Simulator, New engine machining

Today I started machining up the new engine out of 304 stainless. I have never machined stainless before and for some reason I thought that it was going to be really difficult but as it turns out it wasn't too bad. I prefer aluminium or brass where possible but stainless does have some advantages;  unlike brass it doesn't break up into millions of tiny fragments which give you splinters. I have heard that 316 stainless is worse.

The stainless stock I has was 60mm diameter and as the actual chamber is only 26mm in diameter there was quite a bit to take off. The reason I got such a big piece was that we weren't sure how big to make the flange. As it turns out the flange doesn't need to be very big if we have a radial o-ring instead of a gasket/face seal. This design also saves weight. I was tempted to go with a design that diffident have any flange, only radial bolts to secure the thing, but because it is already so small a flange is really the only way we are going to be able to mount the engine to the vehicle. We are going back to top injection because on the vehicle we can just have a hole on the mounting bracket for the line to go through.

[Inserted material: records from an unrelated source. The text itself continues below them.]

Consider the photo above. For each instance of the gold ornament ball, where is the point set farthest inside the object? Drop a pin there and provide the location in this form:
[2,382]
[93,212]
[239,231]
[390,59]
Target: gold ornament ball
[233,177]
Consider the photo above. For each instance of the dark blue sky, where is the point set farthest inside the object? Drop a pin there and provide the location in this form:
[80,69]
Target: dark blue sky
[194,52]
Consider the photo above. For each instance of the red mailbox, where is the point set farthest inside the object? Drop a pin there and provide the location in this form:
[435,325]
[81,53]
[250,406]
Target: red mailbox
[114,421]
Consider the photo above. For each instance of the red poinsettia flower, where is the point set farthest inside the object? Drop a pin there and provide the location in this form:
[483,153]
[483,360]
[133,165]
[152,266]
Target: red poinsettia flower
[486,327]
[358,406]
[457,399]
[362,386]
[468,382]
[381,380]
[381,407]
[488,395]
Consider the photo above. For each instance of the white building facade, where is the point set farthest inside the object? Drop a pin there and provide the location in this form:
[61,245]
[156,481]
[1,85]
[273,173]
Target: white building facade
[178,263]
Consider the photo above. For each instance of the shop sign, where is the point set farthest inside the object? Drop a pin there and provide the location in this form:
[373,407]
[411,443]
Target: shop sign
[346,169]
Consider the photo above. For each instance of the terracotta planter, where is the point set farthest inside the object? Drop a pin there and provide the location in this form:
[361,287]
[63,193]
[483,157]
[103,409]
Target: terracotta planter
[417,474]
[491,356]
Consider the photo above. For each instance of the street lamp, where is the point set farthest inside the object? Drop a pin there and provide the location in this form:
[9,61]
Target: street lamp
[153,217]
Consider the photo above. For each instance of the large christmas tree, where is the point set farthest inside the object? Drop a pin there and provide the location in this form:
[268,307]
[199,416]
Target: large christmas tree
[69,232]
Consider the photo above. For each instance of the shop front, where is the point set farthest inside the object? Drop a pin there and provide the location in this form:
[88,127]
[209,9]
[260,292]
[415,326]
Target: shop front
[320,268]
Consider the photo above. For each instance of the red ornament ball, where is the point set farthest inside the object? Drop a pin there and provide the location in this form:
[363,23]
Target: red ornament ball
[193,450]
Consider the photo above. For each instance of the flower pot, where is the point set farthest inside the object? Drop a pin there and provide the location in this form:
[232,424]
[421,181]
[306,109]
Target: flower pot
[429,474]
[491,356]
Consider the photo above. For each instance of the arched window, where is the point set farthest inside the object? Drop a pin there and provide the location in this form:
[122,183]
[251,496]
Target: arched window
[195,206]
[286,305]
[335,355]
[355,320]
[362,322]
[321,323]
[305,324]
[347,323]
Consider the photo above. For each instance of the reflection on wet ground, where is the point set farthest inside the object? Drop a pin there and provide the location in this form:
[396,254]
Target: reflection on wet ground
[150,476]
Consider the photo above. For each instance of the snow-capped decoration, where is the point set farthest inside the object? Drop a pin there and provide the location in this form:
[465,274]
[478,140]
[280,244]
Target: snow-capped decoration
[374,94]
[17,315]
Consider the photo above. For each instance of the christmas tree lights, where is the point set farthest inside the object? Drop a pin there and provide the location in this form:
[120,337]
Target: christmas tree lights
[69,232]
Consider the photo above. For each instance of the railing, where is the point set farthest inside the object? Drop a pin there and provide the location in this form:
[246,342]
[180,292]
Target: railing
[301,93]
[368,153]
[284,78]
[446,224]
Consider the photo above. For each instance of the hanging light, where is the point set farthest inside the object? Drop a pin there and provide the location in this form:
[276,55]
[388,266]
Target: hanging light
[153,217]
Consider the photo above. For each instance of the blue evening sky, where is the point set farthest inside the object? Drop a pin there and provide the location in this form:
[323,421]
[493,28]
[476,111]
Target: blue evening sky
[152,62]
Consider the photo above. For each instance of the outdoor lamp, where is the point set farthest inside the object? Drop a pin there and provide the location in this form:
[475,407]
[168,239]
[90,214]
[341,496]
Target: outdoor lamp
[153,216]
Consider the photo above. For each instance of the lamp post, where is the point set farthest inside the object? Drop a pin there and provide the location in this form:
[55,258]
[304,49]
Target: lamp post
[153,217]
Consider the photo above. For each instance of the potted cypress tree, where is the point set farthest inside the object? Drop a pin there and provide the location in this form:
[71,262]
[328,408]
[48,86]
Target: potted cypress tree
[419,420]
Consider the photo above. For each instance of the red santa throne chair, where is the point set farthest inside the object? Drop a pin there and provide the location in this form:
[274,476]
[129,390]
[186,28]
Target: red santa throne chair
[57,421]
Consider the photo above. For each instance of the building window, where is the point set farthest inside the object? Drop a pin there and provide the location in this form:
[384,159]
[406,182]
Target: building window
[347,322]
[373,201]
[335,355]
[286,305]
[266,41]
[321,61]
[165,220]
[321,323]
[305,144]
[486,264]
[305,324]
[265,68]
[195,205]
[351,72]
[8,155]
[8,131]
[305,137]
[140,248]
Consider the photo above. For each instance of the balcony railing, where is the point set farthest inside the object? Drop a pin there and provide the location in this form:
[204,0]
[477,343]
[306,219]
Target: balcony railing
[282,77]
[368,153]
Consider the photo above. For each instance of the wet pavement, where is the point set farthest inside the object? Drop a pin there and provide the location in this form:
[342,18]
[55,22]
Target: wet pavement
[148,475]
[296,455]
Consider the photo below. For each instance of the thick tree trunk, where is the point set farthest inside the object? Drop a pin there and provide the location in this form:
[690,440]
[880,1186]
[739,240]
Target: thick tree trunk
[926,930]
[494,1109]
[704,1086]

One issue I had was trying to cut the divergence for the nozzle. For brass and aluminium I use a special tool I made which has the divergence profile in it. It is made from soft steel and was not able to cut the stainless. What I really need is a tapered reamer however I have not been able to find one with the right angle. The other option is to get a big piece of tool steel and remake the tool.

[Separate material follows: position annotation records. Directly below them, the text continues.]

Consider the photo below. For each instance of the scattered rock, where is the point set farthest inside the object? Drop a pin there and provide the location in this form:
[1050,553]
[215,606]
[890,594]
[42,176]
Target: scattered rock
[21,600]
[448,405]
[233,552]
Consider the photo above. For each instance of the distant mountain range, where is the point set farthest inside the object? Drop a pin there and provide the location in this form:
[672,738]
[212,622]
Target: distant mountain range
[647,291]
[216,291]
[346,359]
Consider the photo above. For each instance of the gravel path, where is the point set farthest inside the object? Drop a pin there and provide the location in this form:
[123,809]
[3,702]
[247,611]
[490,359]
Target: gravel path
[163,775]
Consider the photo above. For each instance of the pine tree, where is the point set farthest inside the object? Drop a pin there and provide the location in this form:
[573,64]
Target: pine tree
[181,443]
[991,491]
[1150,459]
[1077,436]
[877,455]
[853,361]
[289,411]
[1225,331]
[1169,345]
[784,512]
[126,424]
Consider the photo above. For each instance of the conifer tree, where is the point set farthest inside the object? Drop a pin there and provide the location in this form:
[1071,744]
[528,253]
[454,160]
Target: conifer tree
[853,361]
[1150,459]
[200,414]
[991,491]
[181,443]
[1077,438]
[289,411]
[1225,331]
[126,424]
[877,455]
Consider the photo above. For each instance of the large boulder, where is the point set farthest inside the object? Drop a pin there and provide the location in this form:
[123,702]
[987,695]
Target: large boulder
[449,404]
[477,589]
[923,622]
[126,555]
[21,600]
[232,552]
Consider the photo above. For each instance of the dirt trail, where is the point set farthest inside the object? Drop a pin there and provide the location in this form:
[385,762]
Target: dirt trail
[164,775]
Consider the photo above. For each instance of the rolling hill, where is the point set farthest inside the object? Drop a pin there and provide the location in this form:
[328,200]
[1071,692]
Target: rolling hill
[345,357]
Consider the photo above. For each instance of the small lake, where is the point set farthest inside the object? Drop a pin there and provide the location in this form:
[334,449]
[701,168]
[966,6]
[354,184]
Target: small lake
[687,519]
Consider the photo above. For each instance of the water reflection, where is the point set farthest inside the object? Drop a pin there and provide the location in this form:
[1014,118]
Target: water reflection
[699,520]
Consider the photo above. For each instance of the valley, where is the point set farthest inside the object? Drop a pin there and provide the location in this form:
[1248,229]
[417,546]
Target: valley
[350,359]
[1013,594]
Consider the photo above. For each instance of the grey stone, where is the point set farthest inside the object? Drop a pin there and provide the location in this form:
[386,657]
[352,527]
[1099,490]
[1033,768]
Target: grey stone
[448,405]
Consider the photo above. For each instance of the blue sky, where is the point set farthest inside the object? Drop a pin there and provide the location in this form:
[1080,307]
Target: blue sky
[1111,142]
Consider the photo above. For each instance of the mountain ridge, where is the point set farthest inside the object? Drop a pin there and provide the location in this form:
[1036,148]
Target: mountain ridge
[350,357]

Because I wasn't able to cut the divergence I thought it was pointless continuing on the new thruster as machining the 60mm stock to 26m is allot of work. I am looking for a tapered reamer which might take a while to get here. In the mean time I can get some smaller stock.

We still need to test a long duration firing so we can start work on the vehicle. Because we wont have the stainless thruster for a while we will need to make do with the brass one. I modified the test stand so it could be used with the load cell and drilled a hole at the bottom of the chamber so we could insert a pressure tap and measure chamber pressure. Hopefully this weekend we can do a 30 second firing and get good pressure and thrust data. The throat is currently 6mm which is a bit small for 100N so we might not get as much thrust as I wanted. The peroxide propulsion spreadsheet says 8mm but that's with a much lower feed pressure so we will see.

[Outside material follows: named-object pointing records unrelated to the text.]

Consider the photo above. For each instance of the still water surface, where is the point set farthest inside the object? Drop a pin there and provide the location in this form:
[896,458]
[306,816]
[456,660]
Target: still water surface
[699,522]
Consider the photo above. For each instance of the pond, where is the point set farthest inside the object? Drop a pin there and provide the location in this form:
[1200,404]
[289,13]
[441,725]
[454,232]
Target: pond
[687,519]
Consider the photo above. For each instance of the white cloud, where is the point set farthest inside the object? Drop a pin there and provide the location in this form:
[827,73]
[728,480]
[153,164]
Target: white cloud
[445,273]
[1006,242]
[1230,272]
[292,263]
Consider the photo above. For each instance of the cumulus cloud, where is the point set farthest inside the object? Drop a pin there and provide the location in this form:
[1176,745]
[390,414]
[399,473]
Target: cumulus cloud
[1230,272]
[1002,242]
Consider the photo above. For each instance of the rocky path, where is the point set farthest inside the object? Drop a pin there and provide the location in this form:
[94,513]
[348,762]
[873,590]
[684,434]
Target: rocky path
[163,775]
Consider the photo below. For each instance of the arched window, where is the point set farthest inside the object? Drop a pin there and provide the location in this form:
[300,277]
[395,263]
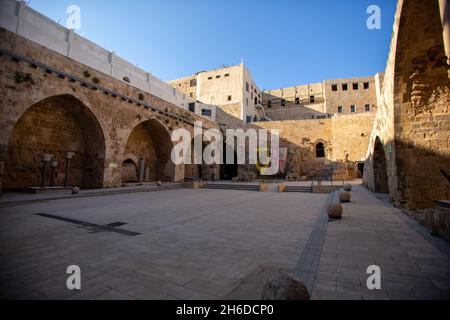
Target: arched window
[320,150]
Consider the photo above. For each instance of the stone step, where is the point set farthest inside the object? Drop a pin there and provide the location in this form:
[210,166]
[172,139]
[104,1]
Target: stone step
[229,186]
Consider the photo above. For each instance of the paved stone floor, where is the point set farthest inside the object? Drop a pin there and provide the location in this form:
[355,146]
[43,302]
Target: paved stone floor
[194,244]
[216,244]
[413,264]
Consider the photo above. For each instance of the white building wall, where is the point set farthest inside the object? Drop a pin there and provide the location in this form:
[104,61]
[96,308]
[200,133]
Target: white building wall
[16,17]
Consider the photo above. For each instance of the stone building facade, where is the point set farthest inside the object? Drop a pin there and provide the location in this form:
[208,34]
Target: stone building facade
[53,104]
[324,99]
[231,89]
[409,147]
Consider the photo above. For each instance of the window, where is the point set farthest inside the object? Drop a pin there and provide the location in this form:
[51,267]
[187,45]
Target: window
[320,150]
[206,112]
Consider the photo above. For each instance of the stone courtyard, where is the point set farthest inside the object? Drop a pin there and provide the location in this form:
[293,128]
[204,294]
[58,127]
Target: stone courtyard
[216,244]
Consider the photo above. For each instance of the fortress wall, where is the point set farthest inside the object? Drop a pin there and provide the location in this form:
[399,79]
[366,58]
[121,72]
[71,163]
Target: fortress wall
[16,17]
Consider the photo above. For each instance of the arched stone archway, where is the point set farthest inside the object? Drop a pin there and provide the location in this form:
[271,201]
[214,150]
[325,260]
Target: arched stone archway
[151,141]
[228,170]
[320,150]
[56,125]
[129,171]
[380,168]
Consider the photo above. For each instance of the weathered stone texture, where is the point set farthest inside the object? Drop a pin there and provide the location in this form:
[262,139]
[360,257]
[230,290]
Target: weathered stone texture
[115,118]
[413,120]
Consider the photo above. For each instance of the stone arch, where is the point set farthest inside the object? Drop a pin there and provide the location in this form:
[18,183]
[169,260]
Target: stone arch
[56,125]
[151,140]
[129,169]
[320,149]
[380,176]
[228,170]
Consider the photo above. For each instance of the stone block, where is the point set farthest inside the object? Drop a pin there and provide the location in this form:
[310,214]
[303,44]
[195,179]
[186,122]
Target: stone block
[335,211]
[285,286]
[345,196]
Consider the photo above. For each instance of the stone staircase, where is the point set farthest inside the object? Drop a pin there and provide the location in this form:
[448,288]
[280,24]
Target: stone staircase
[233,186]
[307,189]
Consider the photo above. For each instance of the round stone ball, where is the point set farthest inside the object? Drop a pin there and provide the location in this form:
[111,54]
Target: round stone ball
[347,187]
[345,196]
[284,286]
[75,190]
[335,211]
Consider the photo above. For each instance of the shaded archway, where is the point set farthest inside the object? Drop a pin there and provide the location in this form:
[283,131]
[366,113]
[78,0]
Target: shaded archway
[228,170]
[151,141]
[380,168]
[129,171]
[320,150]
[56,125]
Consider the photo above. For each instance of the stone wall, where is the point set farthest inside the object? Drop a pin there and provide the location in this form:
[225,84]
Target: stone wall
[115,107]
[344,137]
[413,121]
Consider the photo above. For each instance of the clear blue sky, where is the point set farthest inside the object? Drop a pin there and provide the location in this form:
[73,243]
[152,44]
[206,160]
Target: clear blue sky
[283,42]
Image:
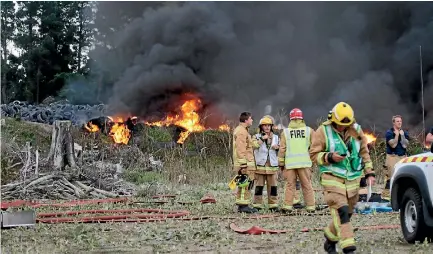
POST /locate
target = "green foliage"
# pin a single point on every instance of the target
(53, 39)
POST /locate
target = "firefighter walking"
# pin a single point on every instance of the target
(243, 163)
(295, 161)
(340, 150)
(265, 145)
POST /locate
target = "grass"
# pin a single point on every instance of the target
(202, 236)
(205, 161)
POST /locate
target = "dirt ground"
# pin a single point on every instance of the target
(202, 236)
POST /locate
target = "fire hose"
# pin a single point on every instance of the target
(149, 215)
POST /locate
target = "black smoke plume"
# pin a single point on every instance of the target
(242, 56)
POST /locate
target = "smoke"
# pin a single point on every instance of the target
(243, 56)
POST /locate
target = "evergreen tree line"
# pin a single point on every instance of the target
(45, 45)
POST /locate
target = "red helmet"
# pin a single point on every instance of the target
(296, 113)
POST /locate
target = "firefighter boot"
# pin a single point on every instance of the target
(246, 209)
(330, 246)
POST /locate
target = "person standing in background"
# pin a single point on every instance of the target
(243, 163)
(265, 144)
(397, 141)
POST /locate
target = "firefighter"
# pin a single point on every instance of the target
(397, 141)
(340, 150)
(243, 163)
(265, 145)
(295, 161)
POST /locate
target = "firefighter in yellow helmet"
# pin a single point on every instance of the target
(295, 161)
(243, 163)
(340, 150)
(265, 145)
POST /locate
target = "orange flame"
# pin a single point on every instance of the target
(370, 138)
(91, 127)
(119, 131)
(189, 119)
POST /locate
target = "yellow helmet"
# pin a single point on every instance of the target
(266, 120)
(342, 114)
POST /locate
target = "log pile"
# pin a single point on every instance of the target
(64, 185)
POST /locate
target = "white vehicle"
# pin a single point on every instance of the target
(412, 194)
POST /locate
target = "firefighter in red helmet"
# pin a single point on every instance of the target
(294, 160)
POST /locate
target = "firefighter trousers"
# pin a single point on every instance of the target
(304, 176)
(271, 183)
(243, 195)
(391, 160)
(341, 196)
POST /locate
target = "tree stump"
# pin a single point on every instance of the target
(62, 146)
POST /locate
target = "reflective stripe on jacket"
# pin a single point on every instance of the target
(297, 142)
(264, 151)
(327, 140)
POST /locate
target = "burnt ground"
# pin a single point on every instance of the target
(202, 236)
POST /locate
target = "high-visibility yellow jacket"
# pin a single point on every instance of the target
(319, 153)
(294, 144)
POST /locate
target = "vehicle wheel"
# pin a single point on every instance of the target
(412, 217)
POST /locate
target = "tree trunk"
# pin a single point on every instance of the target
(62, 146)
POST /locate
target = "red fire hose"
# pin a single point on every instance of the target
(125, 215)
(147, 215)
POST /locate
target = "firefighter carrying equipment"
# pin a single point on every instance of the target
(266, 158)
(243, 164)
(340, 181)
(342, 114)
(271, 183)
(351, 167)
(264, 153)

Simulator progress is going well. I have added in joystick functionality so I can command roll with it. I dident realise it before but the way the control is now the roll pitch PID's each only controll one thruster. This means that it is able to stabilise only using two thrusters but the system response is coupled so you cant have pure roll and pitch. This also seems to also induce a yaw.  One way to fix this would be for the output of the pitch and roll to be a torque which I could then convert to a thruster input.